Мороз стоял совсем не ноябрьский, изредка пролетали одинокие снежинки, в воздухе кружились мириады влажных крупинок, на лету превращаясь в ледяную пыль, и отяжелев, медленно оседали на окаменелые деревья, сиротливо стоящие вдоль мостовой. В свете газовых фонарей все казалось волшебным и нереальным, а предметы, под плотным слоем снежного песка переливались бриллиантовым блеском, не хуже настоящих алмазов. Фелицата, обладая живым воображением, могла бы восхититься всей этой сказочной красотой, если бы не застыла до крайней степени окоченения.

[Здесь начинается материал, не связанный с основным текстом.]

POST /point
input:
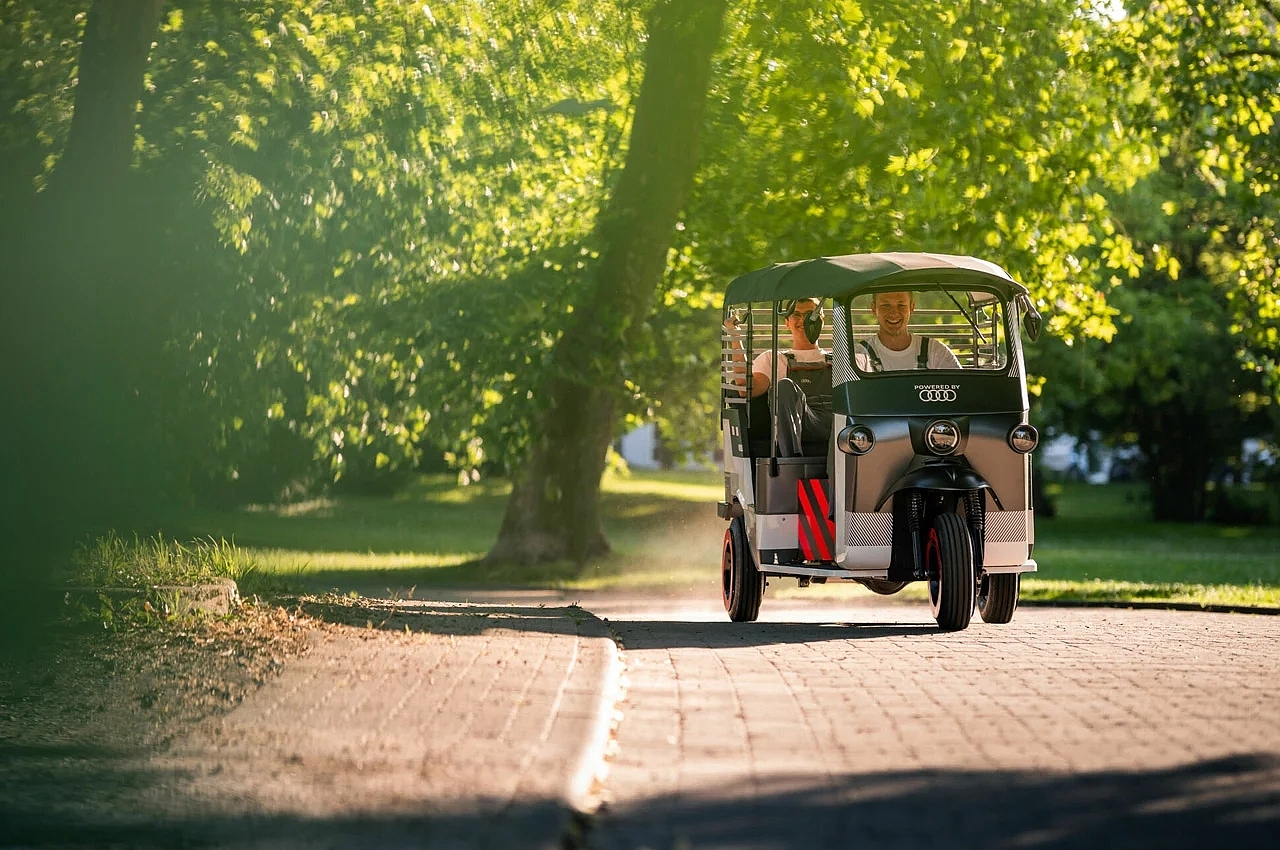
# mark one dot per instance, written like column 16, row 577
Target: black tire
column 997, row 597
column 883, row 586
column 741, row 584
column 949, row 561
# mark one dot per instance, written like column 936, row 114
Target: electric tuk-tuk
column 927, row 473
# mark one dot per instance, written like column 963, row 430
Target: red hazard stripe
column 814, row 522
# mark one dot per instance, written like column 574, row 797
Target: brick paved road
column 1068, row 727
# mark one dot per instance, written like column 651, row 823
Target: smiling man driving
column 895, row 347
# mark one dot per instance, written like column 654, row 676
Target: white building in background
column 639, row 448
column 643, row 449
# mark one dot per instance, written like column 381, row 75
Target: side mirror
column 1032, row 321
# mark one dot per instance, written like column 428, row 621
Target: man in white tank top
column 894, row 346
column 800, row 417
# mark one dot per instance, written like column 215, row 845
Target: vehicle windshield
column 965, row 329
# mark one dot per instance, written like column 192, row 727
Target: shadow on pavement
column 472, row 618
column 726, row 635
column 1224, row 803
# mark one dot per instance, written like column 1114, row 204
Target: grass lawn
column 666, row 537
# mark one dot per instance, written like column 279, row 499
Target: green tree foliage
column 840, row 127
column 1193, row 368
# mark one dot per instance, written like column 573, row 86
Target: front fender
column 951, row 475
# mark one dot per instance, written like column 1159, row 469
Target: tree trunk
column 554, row 511
column 72, row 328
column 1179, row 458
column 113, row 63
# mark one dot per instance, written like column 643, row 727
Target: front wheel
column 949, row 562
column 997, row 597
column 741, row 584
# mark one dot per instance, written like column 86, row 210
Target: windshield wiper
column 965, row 314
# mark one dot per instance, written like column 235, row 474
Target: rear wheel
column 997, row 597
column 741, row 584
column 949, row 561
column 883, row 586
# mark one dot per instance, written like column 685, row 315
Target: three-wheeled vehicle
column 927, row 474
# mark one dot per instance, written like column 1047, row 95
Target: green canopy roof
column 836, row 277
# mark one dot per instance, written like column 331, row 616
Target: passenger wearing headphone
column 894, row 344
column 804, row 378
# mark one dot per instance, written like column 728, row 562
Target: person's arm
column 941, row 356
column 737, row 370
column 760, row 370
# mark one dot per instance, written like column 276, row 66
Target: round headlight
column 942, row 437
column 1023, row 438
column 855, row 439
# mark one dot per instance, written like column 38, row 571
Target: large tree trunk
column 113, row 62
column 554, row 508
column 1179, row 446
column 72, row 332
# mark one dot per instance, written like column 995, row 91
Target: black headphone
column 812, row 320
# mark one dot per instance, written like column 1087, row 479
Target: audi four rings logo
column 937, row 393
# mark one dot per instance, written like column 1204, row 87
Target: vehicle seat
column 759, row 433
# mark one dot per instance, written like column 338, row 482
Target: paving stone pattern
column 1066, row 727
column 464, row 731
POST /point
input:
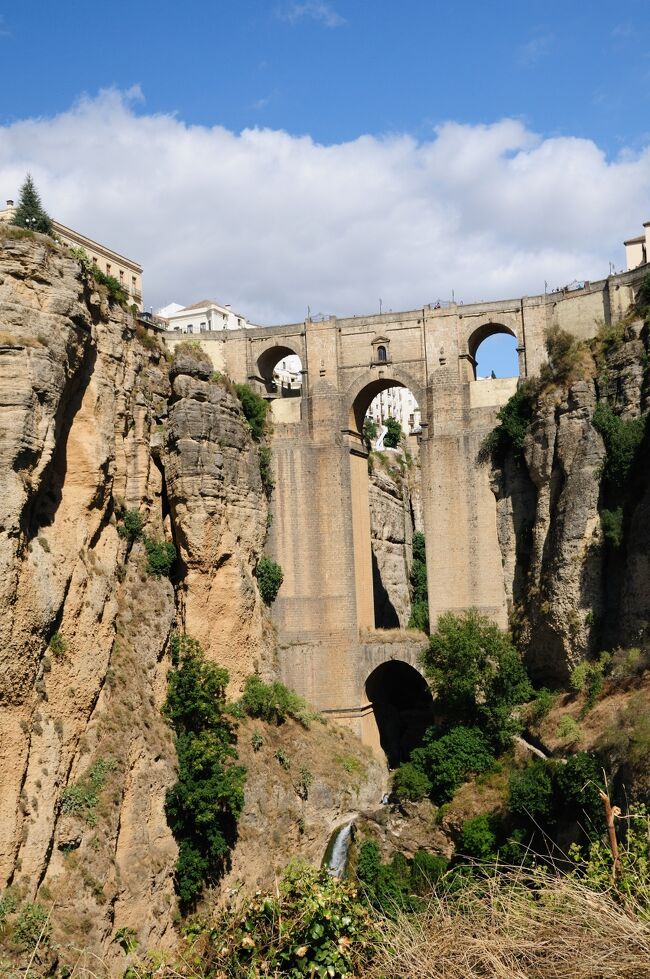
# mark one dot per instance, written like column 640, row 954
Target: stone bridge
column 320, row 532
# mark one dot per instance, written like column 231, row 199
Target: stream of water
column 336, row 854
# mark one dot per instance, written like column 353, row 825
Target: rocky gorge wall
column 571, row 592
column 91, row 424
column 395, row 513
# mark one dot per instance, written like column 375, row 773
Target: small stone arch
column 402, row 705
column 362, row 391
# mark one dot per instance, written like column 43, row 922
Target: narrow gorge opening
column 391, row 426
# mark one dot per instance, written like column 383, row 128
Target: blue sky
column 337, row 70
column 325, row 154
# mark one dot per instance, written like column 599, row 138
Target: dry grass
column 518, row 927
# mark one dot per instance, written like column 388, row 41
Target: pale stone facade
column 127, row 272
column 205, row 316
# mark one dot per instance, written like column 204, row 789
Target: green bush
column 477, row 675
column 450, row 760
column 131, row 525
column 419, row 618
column 255, row 410
column 58, row 645
column 611, row 522
column 622, row 438
column 410, row 783
column 530, row 792
column 269, row 578
column 589, row 678
column 160, row 557
column 313, row 925
column 514, row 420
column 477, row 839
column 81, row 798
column 394, row 435
column 203, row 806
column 426, row 871
column 542, row 704
column 273, row 702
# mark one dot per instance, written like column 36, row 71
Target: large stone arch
column 488, row 329
column 360, row 393
column 271, row 354
column 402, row 706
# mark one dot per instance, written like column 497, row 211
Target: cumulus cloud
column 273, row 223
column 311, row 10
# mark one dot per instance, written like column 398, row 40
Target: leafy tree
column 273, row 702
column 477, row 674
column 419, row 618
column 410, row 782
column 531, row 791
column 255, row 410
column 30, row 212
column 203, row 806
column 369, row 431
column 450, row 760
column 514, row 420
column 160, row 557
column 393, row 436
column 477, row 839
column 269, row 578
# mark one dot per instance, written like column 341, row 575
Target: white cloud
column 530, row 53
column 311, row 10
column 272, row 222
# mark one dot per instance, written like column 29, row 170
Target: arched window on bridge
column 403, row 708
column 494, row 350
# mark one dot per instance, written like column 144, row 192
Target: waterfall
column 336, row 854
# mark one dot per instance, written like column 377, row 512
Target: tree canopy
column 30, row 212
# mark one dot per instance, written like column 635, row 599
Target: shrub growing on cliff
column 393, row 436
column 160, row 557
column 30, row 212
column 203, row 806
column 419, row 618
column 255, row 410
column 450, row 760
column 514, row 419
column 269, row 578
column 477, row 674
column 273, row 702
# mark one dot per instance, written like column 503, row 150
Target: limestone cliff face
column 219, row 513
column 90, row 424
column 570, row 594
column 392, row 522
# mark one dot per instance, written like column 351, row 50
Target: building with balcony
column 127, row 272
column 206, row 316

Тот факт, что буквально несколько минут назад пальцы на ногах лишь неприятно покалывало, а теперь они и вовсе перестали отзываться, потеряв всякую чувствительность, вселял не только беспокойство, но и страх, страх который вселяет во всякого человека холод, ибо перед холодом мы ощущаем себя как никогда бессильными и безвольными, впрочем, как и перед любой другой неподвластной нам стихией.

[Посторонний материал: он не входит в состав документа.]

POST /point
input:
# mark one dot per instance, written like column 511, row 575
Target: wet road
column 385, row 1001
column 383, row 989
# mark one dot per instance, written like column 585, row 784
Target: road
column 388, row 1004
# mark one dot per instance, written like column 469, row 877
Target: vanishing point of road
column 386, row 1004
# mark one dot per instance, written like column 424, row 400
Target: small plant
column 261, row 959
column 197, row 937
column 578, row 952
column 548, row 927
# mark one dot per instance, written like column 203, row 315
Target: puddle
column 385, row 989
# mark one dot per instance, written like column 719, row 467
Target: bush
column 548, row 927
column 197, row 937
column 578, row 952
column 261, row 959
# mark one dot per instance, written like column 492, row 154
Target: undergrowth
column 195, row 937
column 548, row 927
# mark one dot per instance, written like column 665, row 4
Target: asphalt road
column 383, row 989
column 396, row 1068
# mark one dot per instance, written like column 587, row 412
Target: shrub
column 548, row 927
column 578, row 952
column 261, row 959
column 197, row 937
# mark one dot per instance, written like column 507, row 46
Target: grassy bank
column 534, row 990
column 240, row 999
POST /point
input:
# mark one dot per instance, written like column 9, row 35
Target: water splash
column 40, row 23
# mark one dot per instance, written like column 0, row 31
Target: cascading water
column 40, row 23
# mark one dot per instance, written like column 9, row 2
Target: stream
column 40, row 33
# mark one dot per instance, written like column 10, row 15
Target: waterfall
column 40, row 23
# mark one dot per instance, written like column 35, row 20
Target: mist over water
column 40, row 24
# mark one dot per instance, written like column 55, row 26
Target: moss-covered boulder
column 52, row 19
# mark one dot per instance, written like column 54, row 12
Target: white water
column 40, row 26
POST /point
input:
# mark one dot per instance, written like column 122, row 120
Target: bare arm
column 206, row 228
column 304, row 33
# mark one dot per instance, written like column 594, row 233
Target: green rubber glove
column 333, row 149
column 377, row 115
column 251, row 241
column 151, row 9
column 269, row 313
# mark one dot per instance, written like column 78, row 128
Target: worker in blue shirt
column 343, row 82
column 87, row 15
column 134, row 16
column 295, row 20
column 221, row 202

Кожаные сапожки задубели, и стали напоминать деревянные голландские башмаки, издавая при каждом шаге по замерзшей мостовой тревожный и гулкий стук, а шляпка, одетая не к месту и не ко времени, скрипела не хуже ржавого флюгера. Недовольно поморщившись и кляня себя за неправильный выбор одежды, она зябко пошевелила пальцами, на сей раз руки, но поняв, что усилия тщетны, лишь ускорилась. По крайней мере, это еще оставалось в ее власти.
К счастью, вскоре появилась вывеска кожевенной лавки, затем пекарня. Стало быть, она совсем близко, и все таки, стоило взять экипаж, даже если путь недалек, что за вожжа ей попала под хвост, что за мысль пришла в ее голову, мало того что оделась красиво, а не тепло, так еще и начала копить деньги, подвергая себя разного рода неудобствам, и это в такой то холод, все же дурные мысли следует приберегать до лета, – подумала Фелицата.

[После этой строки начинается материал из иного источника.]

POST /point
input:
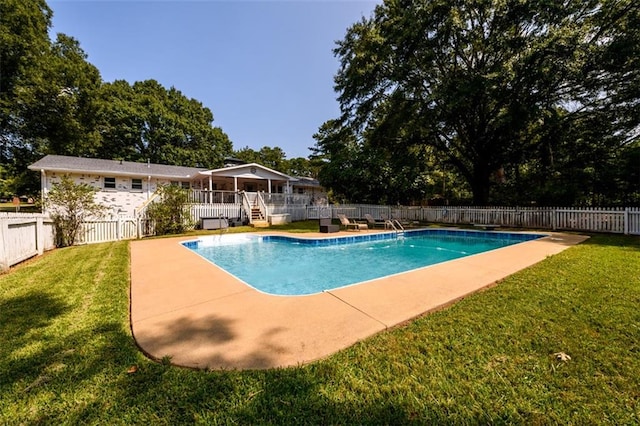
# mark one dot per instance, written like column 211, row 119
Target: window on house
column 109, row 183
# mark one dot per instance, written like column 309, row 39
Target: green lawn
column 66, row 352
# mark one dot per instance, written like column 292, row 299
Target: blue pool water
column 294, row 266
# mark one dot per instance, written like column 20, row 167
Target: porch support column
column 43, row 187
column 235, row 187
column 286, row 198
column 210, row 189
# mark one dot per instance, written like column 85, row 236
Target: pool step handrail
column 395, row 225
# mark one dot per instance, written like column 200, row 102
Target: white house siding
column 121, row 201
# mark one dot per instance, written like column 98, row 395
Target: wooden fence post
column 40, row 235
column 4, row 260
column 626, row 221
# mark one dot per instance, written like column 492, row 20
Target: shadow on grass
column 613, row 240
column 24, row 314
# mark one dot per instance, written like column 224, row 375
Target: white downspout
column 43, row 188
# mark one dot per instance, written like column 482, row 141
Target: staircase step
column 260, row 224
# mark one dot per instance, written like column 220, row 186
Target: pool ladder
column 395, row 225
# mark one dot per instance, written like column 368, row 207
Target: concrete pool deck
column 190, row 310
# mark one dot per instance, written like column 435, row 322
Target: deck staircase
column 254, row 206
column 257, row 218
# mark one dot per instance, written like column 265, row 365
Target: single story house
column 126, row 187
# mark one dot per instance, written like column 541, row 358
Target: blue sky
column 264, row 68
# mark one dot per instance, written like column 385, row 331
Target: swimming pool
column 283, row 265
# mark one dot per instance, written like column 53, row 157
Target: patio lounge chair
column 350, row 225
column 372, row 222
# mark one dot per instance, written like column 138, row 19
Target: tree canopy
column 53, row 101
column 503, row 93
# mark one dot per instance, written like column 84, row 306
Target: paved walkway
column 185, row 307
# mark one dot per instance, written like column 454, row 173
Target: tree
column 145, row 121
column 470, row 79
column 170, row 214
column 69, row 205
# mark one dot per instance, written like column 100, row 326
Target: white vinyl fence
column 23, row 236
column 116, row 229
column 614, row 220
column 26, row 235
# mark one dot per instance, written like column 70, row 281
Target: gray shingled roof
column 62, row 163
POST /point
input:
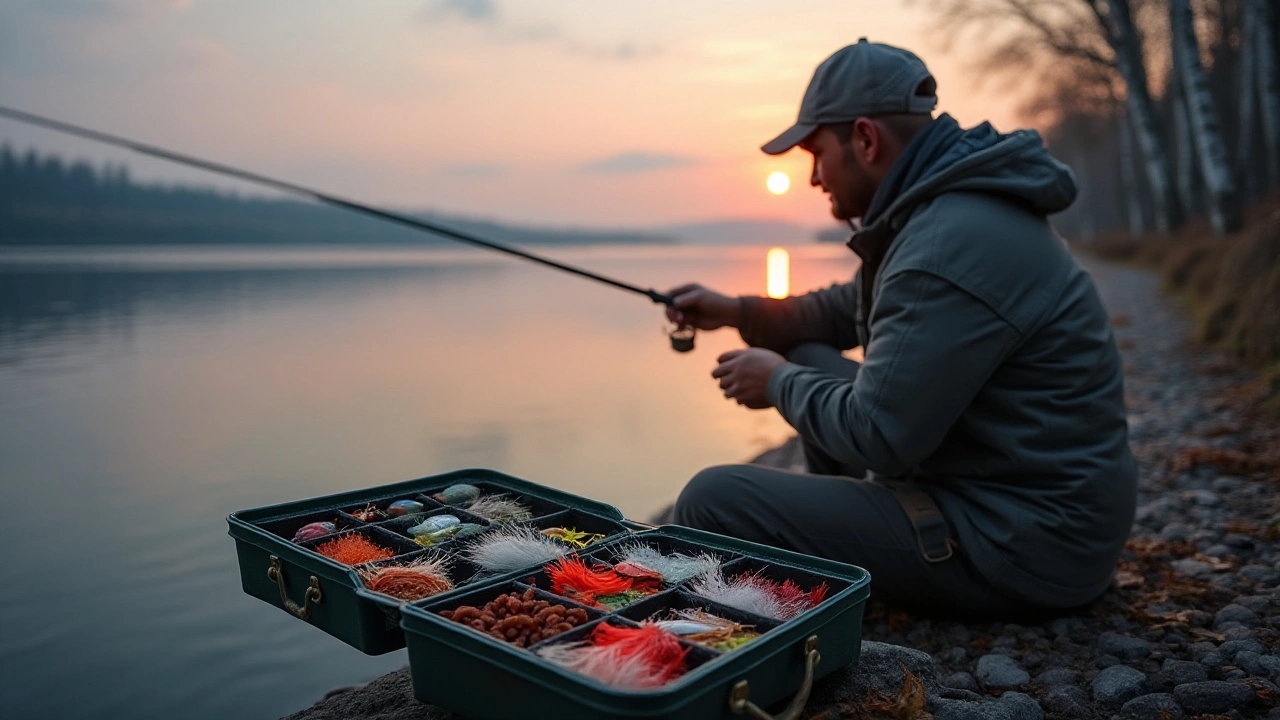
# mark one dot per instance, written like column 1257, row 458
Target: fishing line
column 49, row 123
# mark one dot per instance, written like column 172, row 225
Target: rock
column 1156, row 706
column 960, row 680
column 881, row 668
column 1235, row 614
column 1118, row 684
column 1230, row 648
column 1020, row 706
column 1001, row 671
column 1191, row 568
column 1251, row 662
column 1068, row 701
column 1203, row 497
column 1056, row 677
column 1217, row 550
column 1260, row 574
column 1182, row 671
column 1123, row 646
column 391, row 697
column 1255, row 602
column 1212, row 696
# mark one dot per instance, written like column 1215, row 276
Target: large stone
column 1068, row 701
column 1214, row 696
column 1001, row 671
column 1180, row 671
column 880, row 666
column 1235, row 614
column 1056, row 677
column 1156, row 706
column 1125, row 647
column 1118, row 686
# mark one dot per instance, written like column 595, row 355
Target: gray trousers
column 839, row 513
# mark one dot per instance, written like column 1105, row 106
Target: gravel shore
column 1191, row 628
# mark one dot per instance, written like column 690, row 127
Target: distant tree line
column 48, row 201
column 1165, row 109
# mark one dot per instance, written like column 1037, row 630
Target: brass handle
column 312, row 596
column 740, row 705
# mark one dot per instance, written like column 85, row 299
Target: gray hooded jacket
column 991, row 374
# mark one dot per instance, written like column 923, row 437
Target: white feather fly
column 675, row 568
column 743, row 593
column 512, row 547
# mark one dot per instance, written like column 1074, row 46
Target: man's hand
column 703, row 309
column 744, row 374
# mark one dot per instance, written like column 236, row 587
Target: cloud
column 480, row 12
column 487, row 14
column 630, row 163
column 478, row 171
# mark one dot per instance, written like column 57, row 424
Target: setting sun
column 778, row 183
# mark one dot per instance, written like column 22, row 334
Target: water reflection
column 141, row 404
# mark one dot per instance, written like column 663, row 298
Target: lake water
column 147, row 393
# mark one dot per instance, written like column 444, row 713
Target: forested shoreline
column 45, row 200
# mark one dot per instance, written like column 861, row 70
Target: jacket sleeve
column 824, row 315
column 933, row 346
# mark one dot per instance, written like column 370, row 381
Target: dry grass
column 1232, row 283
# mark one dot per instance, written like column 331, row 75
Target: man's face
column 839, row 171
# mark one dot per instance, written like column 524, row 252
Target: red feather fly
column 571, row 578
column 627, row 657
column 792, row 596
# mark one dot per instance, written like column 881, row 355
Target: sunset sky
column 618, row 114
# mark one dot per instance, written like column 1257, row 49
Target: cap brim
column 791, row 137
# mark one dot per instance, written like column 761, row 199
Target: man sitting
column 977, row 461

Шаг, два, три, и вот она уже перед красивейшим четырехэтажным зданием с огромной каменной лестницей поглотившей едва ли не половину мостовой, и посягающей на большее, если бы не нежный, но твердый плен кованых перил. В огромных витражных окнах, несмотря на поздний час, все еще горел свет, а внутри, словно муравьи в муравейнике мелькали работники типографии. Она высоко подняла голову, чтобы детально рассмотреть этого сказочного гиганта, с высоты своего совсем не великого роста, едва ли что-то можно было увидеть, кроме лестницы, впрочем, поднимать голову приходилось нередко, а точнее тогда когда предмет ее интереса располагался чуть выше метра пятидесяти. В приглушенном свете фонарей, на фоне фиолетово-черного неба готический гигант с устремленными вверх пиками крыш мог бы вселять трепет если бы не портившая эффект огромная золотая вывеска с надписью «Товарищество скоропечатни А.В. Капитанова», с обеих сторон которой, красовались вычурные золотые пальметты в стиле ампир, декор тривиальный и помпезный, но столь любимый богачами по всей России, от столицы до самой глухой провинции.
– Верно тщеславие, не тот порок с коим надобно бороться, по разумению господина Капитанова, – подумала Фелицата, любуясь всей этой роскошью, впрочем, не без скептицизма, – скорее в этом месте, сей порок тщательно оберегали, пестовали и взращивали, верно, почитая за добродетель, – с ухмылкой продолжив мысль, – Что ж, ежели есть деньги, и никто вас ни в чем не ограничивает, отчего бы и не почудить, – в конце концов, рассудила Фелицата, решительно шагнув в издательство.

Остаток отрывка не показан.